WASHINGTON (CNN) — That didn't take long.
Just a day after President Barack Obama answered a phone call from Iranian President Hassan Rouhani -- the first contact between a U.S. president and an Iranian leader since Jimmy Carter spoke by phone with Shah Mohammed Reza Pahlavi in 1979 -- Sen. Ted Cruz, R-Texas, says Iran needs to meet two preconditions, or the leader of the free world should send Rouhani's next call to voice mail.
Cruz announced Saturday he has filed a resolution in the Senate recommending Iran must recognize the right of Israel to exist as a Jewish state and Iran must release, without conditions, all U.S. nationals being "unjustly" held "before any future meeting between President Obama and President Rouhani."
"Congress needs to send a strong signal that direct communication with the leader of the free world is a privilege," Cruz said, "particularly for a regime that has been as hostile as Iran has been towards America for more than three decades."
In the resolution, Cruz both decried Iran as a "committed state-sponsor of terrorist groups" and dismissed the country's claims it is only seeking nuclear power for peaceful purposes. The Texas Republican said Rouhani and his government have yet to take "any practical steps" towards halting its pursuit of nuclear weapons.
Discussing the phone call in a statement from the White House briefing room on Friday, Obama promised that he will continue to consult the United States' "friends and allies in the region, including Israel," acknowledging that ongoing talks with Iran would inflame suspicions among Israeli leaders.
Obama and Rouhani also discussed the imprisonment of American pastor Saeed Abedini, a U.S. official said. The Idaho pastor, who converted from Islam to Christianity 13 years ago, has been imprisoned in Tehran's Evin prison for more than a year. Abedini is serving an eight-year sentence for "undermining the Iranian government."
Cruz praised the president for raising Abedini's imprisonment with Rouhani before imploring Obama to keep up a diplomatic blitz to force "real action on this issue."

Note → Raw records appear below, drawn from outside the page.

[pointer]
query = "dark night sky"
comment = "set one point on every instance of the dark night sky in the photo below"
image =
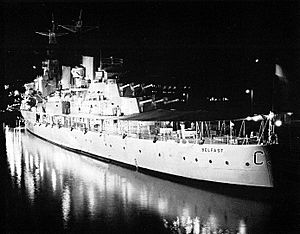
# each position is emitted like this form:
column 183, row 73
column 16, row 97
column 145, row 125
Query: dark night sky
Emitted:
column 210, row 44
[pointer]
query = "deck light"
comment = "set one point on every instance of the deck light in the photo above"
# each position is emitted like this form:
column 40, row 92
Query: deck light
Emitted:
column 278, row 123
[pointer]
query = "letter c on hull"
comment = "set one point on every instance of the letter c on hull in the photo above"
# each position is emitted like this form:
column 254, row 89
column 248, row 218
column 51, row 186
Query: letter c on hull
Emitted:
column 255, row 158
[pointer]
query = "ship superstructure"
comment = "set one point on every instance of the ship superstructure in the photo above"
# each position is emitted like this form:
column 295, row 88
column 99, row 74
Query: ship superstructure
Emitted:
column 89, row 112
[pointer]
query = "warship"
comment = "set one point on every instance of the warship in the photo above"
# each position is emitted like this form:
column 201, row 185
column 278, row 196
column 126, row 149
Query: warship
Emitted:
column 88, row 111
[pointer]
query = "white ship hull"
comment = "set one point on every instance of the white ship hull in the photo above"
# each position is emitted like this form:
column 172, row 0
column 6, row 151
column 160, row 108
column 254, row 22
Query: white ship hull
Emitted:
column 232, row 164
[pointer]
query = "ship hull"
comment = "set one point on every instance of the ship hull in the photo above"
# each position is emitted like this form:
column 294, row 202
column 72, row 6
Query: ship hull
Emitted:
column 248, row 165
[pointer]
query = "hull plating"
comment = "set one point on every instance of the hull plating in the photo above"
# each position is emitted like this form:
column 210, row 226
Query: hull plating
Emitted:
column 233, row 164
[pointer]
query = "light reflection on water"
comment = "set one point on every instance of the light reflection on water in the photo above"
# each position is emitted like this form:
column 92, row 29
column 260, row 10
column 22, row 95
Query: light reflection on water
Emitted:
column 86, row 193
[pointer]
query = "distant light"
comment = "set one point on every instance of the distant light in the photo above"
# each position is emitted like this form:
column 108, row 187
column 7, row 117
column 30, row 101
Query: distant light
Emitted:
column 257, row 118
column 278, row 123
column 271, row 115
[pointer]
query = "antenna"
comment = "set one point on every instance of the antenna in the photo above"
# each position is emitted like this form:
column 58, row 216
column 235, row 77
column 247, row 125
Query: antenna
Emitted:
column 100, row 61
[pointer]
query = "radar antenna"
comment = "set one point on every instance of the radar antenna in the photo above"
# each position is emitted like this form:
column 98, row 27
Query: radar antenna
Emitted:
column 78, row 26
column 51, row 34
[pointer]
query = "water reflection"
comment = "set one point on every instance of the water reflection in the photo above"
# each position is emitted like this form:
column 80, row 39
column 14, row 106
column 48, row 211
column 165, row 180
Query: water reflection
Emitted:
column 83, row 191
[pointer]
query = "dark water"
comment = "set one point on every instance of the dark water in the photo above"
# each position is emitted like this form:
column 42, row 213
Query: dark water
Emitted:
column 48, row 189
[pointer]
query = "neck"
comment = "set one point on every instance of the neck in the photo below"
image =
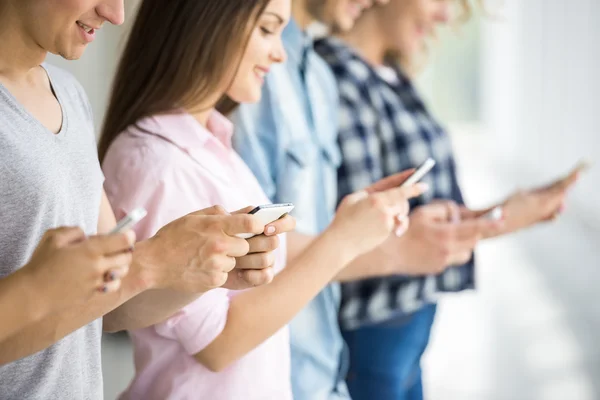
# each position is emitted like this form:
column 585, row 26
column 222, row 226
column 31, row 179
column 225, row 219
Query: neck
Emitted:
column 20, row 53
column 202, row 116
column 301, row 14
column 367, row 38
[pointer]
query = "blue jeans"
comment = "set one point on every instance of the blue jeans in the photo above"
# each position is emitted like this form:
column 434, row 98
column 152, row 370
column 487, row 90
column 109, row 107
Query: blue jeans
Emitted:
column 385, row 359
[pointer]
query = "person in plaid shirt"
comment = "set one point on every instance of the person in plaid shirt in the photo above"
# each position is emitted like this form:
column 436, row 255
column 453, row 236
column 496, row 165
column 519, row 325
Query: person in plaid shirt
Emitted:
column 385, row 127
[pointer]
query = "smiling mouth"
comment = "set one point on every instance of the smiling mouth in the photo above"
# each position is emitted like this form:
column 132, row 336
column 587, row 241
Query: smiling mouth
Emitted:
column 87, row 29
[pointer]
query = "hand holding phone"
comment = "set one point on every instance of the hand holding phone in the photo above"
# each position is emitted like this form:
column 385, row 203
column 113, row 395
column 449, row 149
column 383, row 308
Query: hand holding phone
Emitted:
column 419, row 173
column 129, row 221
column 268, row 213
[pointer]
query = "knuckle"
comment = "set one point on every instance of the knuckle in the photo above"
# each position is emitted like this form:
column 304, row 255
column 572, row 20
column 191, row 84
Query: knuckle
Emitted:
column 252, row 224
column 273, row 243
column 216, row 279
column 216, row 245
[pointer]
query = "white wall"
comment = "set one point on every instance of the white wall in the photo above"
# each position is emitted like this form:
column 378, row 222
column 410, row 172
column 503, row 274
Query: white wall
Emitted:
column 96, row 68
column 542, row 91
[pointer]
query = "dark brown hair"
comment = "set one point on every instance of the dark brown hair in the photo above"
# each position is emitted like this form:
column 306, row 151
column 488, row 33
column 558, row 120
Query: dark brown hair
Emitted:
column 178, row 54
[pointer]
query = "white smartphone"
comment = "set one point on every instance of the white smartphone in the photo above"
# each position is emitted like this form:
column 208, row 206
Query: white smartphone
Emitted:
column 268, row 213
column 129, row 220
column 419, row 173
column 495, row 214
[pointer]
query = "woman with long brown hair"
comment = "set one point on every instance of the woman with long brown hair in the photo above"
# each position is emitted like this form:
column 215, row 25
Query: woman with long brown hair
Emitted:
column 166, row 148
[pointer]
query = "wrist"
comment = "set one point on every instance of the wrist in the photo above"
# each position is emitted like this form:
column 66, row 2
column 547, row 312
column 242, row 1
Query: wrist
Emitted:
column 341, row 245
column 144, row 273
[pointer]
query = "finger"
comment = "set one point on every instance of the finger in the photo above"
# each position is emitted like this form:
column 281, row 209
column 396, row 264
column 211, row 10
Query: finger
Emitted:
column 111, row 244
column 230, row 246
column 474, row 229
column 242, row 223
column 402, row 225
column 286, row 223
column 262, row 243
column 255, row 261
column 117, row 261
column 393, row 196
column 445, row 211
column 433, row 211
column 355, row 197
column 461, row 258
column 65, row 236
column 390, row 182
column 116, row 273
column 453, row 212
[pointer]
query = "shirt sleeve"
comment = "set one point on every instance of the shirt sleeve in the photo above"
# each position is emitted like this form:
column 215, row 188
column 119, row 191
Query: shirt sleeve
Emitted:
column 358, row 139
column 149, row 177
column 198, row 324
column 256, row 141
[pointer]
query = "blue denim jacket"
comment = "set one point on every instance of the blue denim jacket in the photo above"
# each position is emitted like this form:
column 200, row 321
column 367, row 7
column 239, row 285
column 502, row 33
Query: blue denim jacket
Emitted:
column 289, row 140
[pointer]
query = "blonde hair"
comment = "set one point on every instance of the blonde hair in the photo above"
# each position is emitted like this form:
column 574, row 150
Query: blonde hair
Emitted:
column 414, row 64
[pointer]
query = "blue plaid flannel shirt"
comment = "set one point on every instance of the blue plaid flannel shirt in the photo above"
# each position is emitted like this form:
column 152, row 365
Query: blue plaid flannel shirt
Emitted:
column 385, row 128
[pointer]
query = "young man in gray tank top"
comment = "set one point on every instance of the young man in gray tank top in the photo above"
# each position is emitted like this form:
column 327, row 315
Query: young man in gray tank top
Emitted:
column 51, row 177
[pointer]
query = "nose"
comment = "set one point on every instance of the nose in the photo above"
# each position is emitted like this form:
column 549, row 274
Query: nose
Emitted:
column 279, row 54
column 442, row 12
column 112, row 11
column 365, row 3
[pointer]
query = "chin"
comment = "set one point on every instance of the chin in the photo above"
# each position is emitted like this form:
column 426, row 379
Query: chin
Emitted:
column 71, row 54
column 250, row 96
column 344, row 24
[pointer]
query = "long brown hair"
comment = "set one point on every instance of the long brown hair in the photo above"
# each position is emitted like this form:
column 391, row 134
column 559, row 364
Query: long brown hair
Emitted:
column 177, row 54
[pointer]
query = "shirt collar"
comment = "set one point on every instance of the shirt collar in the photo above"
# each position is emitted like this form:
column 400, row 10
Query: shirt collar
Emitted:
column 297, row 42
column 183, row 130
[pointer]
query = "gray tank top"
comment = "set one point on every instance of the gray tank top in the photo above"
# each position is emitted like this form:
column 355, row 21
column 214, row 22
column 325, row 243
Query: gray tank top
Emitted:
column 49, row 180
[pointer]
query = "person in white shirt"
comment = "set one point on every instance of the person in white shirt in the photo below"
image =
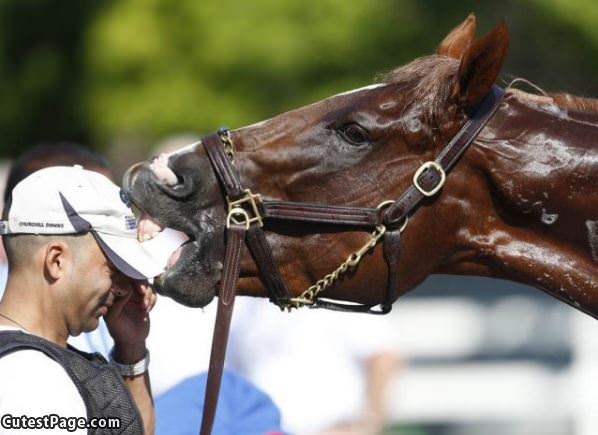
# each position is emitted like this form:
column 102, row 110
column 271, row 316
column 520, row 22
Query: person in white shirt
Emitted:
column 73, row 256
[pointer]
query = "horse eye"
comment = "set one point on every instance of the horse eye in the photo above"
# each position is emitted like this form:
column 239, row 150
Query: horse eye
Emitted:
column 353, row 133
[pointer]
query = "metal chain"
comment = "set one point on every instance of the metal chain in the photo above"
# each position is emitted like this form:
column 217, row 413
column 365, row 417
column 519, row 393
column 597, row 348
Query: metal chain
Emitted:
column 309, row 296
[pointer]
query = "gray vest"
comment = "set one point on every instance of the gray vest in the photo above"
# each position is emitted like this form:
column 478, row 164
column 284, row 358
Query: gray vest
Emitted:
column 100, row 385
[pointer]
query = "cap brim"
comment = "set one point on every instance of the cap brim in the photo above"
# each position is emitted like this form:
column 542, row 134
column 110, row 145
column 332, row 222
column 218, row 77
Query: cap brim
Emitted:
column 128, row 256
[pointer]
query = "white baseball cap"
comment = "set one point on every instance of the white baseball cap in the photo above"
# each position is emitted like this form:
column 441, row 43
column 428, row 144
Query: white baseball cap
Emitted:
column 73, row 200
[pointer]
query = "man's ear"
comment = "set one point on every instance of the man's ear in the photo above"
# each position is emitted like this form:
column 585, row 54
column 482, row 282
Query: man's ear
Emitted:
column 480, row 66
column 56, row 256
column 456, row 43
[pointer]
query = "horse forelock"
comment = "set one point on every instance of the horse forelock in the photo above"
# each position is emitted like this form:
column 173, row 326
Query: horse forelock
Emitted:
column 429, row 82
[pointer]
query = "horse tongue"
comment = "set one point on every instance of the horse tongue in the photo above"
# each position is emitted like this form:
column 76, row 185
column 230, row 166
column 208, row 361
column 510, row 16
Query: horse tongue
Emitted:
column 159, row 167
column 147, row 228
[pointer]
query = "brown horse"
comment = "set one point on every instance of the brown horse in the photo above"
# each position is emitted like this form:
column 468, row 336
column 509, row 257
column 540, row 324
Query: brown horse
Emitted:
column 519, row 205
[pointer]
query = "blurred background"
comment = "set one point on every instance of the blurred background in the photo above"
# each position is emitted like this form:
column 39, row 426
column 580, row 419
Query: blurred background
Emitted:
column 477, row 356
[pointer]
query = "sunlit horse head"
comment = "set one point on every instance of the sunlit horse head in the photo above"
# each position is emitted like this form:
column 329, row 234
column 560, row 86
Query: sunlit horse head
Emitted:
column 520, row 204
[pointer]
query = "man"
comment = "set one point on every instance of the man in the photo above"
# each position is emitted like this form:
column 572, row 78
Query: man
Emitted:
column 73, row 257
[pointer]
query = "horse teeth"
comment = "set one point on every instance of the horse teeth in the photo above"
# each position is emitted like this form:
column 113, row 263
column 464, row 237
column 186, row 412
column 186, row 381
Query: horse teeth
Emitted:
column 159, row 167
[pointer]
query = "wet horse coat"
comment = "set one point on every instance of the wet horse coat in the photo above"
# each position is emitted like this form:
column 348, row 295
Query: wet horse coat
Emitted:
column 520, row 204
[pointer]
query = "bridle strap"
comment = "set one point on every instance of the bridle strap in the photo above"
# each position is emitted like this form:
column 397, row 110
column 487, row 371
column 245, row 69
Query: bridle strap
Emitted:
column 427, row 181
column 321, row 213
column 256, row 240
column 430, row 178
column 226, row 300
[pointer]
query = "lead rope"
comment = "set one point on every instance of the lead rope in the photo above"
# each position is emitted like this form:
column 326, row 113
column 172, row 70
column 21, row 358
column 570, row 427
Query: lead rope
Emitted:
column 235, row 236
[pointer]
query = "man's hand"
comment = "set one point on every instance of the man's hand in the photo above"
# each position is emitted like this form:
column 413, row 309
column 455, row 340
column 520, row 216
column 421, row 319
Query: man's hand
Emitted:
column 128, row 318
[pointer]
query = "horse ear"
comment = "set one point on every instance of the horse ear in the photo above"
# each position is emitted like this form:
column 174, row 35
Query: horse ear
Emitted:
column 459, row 39
column 480, row 66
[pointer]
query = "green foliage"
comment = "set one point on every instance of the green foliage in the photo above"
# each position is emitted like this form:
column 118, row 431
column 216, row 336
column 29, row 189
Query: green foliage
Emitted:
column 134, row 71
column 158, row 66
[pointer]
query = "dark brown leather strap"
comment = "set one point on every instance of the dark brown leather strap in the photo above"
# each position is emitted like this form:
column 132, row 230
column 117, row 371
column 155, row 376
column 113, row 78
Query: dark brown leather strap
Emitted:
column 321, row 213
column 266, row 264
column 235, row 236
column 225, row 171
column 396, row 213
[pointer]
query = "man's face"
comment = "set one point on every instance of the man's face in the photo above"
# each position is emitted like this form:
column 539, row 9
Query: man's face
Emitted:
column 94, row 283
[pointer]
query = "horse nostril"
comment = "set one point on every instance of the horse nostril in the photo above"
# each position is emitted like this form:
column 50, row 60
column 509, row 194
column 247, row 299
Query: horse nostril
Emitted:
column 181, row 189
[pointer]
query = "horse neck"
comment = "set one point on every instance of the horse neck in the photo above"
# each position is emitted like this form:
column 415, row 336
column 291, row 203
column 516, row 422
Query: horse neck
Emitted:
column 537, row 220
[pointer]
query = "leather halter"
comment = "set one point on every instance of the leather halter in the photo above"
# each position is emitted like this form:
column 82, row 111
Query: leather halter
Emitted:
column 248, row 214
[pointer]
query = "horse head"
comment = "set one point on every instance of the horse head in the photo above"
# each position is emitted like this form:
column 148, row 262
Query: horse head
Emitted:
column 361, row 148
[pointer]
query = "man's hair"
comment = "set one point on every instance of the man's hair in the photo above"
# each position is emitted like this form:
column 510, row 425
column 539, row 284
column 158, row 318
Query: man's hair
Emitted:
column 19, row 246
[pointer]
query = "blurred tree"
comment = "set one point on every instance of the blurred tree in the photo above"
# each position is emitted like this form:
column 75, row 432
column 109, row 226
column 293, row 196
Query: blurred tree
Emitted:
column 133, row 71
column 40, row 71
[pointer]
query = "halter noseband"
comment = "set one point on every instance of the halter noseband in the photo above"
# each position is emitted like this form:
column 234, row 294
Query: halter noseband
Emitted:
column 248, row 213
column 386, row 221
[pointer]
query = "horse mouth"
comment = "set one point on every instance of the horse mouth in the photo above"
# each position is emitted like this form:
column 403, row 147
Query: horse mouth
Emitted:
column 193, row 269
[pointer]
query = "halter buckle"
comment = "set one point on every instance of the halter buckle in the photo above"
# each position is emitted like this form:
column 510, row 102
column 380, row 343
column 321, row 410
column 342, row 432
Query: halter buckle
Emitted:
column 429, row 165
column 251, row 210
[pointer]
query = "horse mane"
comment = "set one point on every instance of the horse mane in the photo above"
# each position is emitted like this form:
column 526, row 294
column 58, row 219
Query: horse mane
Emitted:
column 429, row 81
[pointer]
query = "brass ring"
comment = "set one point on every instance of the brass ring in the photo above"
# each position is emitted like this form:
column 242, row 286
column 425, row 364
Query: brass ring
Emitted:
column 237, row 211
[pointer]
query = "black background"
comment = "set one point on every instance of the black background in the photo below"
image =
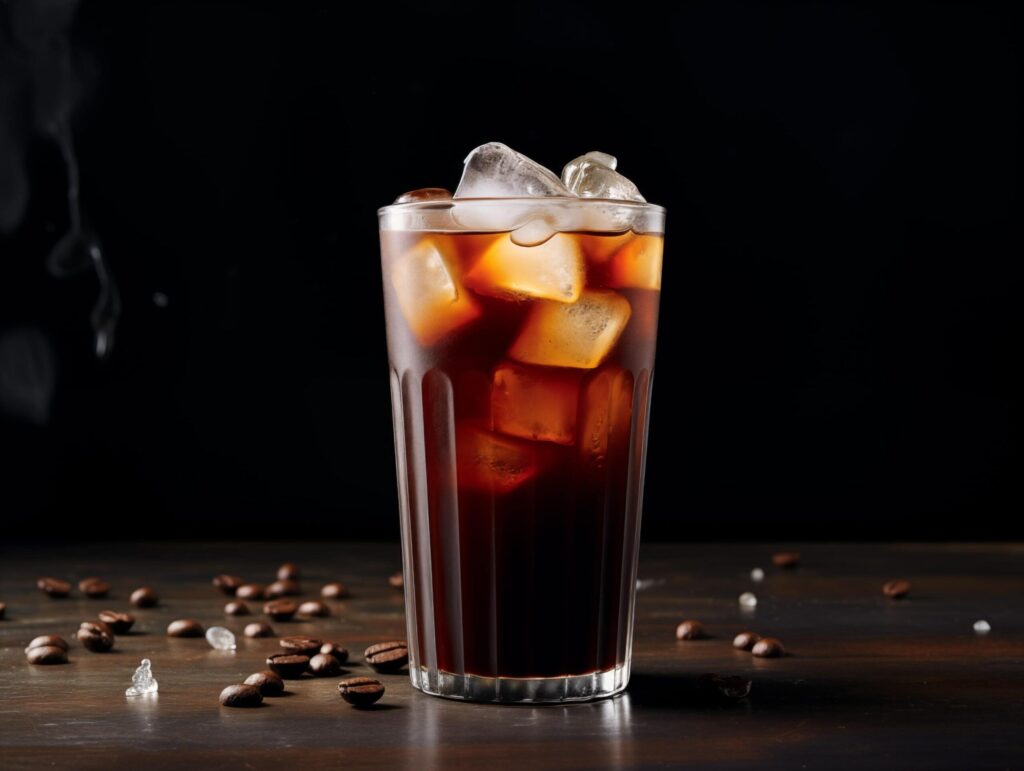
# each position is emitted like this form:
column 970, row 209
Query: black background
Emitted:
column 842, row 282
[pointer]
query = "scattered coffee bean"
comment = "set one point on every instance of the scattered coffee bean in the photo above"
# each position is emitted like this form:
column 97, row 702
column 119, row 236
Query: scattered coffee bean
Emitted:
column 288, row 666
column 745, row 640
column 896, row 590
column 144, row 597
column 237, row 607
column 785, row 560
column 258, row 629
column 360, row 691
column 306, row 646
column 281, row 610
column 250, row 592
column 767, row 647
column 95, row 636
column 338, row 651
column 324, row 665
column 725, row 687
column 54, row 587
column 241, row 695
column 313, row 608
column 119, row 623
column 184, row 628
column 268, row 683
column 690, row 630
column 387, row 657
column 227, row 584
column 334, row 591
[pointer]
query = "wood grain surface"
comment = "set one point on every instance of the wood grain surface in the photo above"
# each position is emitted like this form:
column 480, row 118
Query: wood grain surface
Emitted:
column 869, row 682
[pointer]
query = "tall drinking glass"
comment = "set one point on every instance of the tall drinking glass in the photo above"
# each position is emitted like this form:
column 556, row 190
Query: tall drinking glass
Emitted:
column 521, row 358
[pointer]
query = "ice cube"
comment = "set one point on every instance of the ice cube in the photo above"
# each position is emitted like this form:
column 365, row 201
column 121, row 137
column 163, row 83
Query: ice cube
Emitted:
column 552, row 270
column 491, row 463
column 580, row 335
column 429, row 293
column 535, row 403
column 594, row 175
column 637, row 263
column 495, row 170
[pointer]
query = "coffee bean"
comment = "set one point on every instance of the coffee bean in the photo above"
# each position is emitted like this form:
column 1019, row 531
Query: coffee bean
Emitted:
column 241, row 695
column 268, row 683
column 387, row 657
column 184, row 628
column 281, row 610
column 785, row 560
column 324, row 665
column 334, row 591
column 250, row 592
column 690, row 630
column 258, row 629
column 745, row 640
column 54, row 587
column 896, row 590
column 338, row 651
column 119, row 623
column 313, row 608
column 724, row 687
column 298, row 644
column 360, row 691
column 144, row 597
column 288, row 666
column 237, row 607
column 95, row 636
column 227, row 584
column 767, row 647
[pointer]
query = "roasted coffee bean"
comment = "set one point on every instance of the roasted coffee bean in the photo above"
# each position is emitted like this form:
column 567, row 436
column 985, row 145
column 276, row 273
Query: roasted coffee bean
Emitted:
column 227, row 584
column 724, row 687
column 767, row 647
column 298, row 644
column 281, row 610
column 313, row 608
column 119, row 623
column 144, row 597
column 54, row 587
column 896, row 590
column 241, row 695
column 334, row 591
column 387, row 657
column 360, row 691
column 250, row 592
column 258, row 629
column 324, row 665
column 288, row 666
column 184, row 628
column 785, row 559
column 690, row 630
column 237, row 607
column 268, row 683
column 95, row 636
column 338, row 651
column 45, row 654
column 745, row 640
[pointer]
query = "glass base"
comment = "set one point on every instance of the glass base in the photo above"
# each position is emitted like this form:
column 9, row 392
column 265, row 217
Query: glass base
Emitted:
column 507, row 690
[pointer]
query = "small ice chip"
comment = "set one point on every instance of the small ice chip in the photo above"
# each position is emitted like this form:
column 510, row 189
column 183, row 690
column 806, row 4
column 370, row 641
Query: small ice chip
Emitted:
column 141, row 681
column 220, row 638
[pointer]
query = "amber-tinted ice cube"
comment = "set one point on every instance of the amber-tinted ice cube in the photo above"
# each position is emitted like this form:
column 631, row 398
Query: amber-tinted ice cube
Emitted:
column 580, row 335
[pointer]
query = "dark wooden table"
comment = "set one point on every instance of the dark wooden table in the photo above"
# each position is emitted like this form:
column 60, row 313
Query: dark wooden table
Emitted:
column 870, row 683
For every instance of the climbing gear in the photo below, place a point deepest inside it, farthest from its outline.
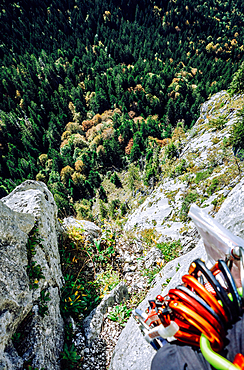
(208, 302)
(197, 313)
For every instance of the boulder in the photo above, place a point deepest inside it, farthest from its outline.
(30, 204)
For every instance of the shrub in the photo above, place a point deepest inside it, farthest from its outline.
(83, 209)
(65, 135)
(237, 84)
(116, 180)
(79, 165)
(79, 141)
(171, 151)
(170, 250)
(65, 174)
(237, 133)
(188, 199)
(42, 160)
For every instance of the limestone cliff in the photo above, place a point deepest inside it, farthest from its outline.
(30, 204)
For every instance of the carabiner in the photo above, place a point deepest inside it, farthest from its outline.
(203, 303)
(199, 322)
(213, 358)
(197, 307)
(199, 265)
(208, 297)
(237, 302)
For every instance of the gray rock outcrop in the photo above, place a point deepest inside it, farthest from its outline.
(132, 352)
(41, 341)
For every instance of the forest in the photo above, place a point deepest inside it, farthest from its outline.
(89, 87)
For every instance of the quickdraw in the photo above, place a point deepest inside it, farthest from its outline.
(199, 311)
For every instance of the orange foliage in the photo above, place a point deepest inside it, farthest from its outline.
(65, 142)
(129, 146)
(86, 125)
(79, 165)
(108, 133)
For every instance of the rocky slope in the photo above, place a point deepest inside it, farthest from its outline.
(203, 170)
(29, 205)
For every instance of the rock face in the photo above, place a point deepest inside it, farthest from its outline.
(132, 352)
(214, 176)
(41, 339)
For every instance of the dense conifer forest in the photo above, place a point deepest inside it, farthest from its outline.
(87, 86)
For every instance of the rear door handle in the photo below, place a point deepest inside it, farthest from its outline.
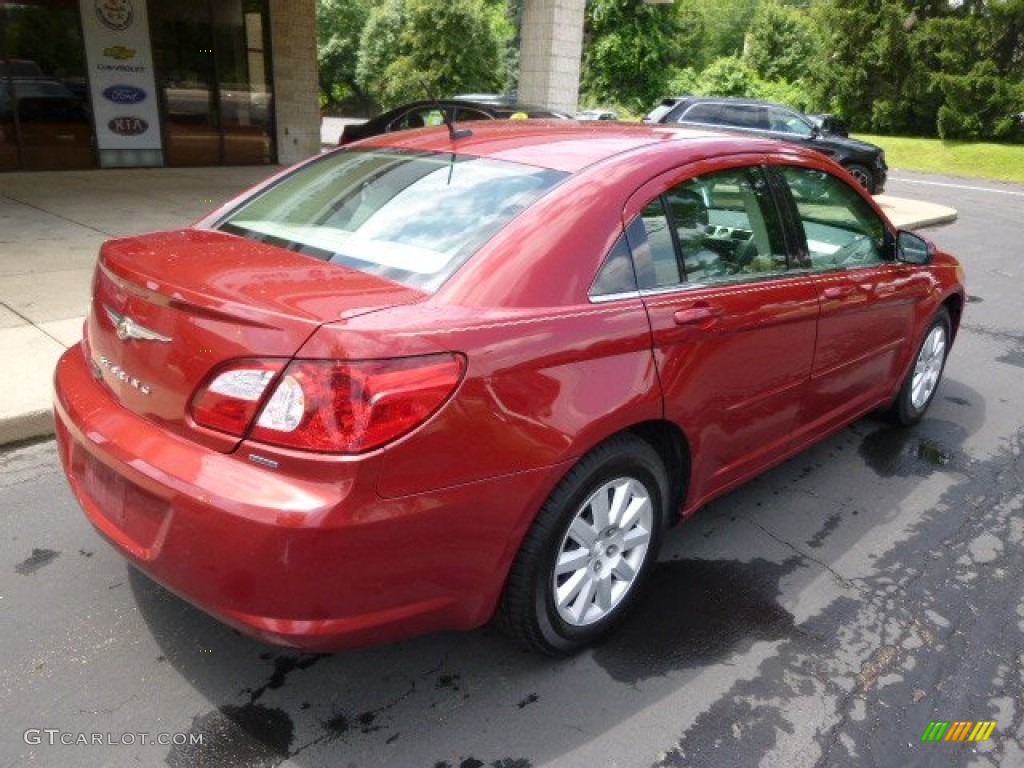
(699, 314)
(837, 292)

Ahead of Rouhani's visit to the United Nations this past week, Iranian authorities reportedly pardoned 80 prisoners, according to Iranian media. This comes after Iranian Supreme Leader Ayatollah Ali Khamenei said he would be willing to lend the country's president greater "flexibility" on the foreign relations front, signaling a potential -- if subtle -- shift in the nation's fraught dealings with the U.S. and the West.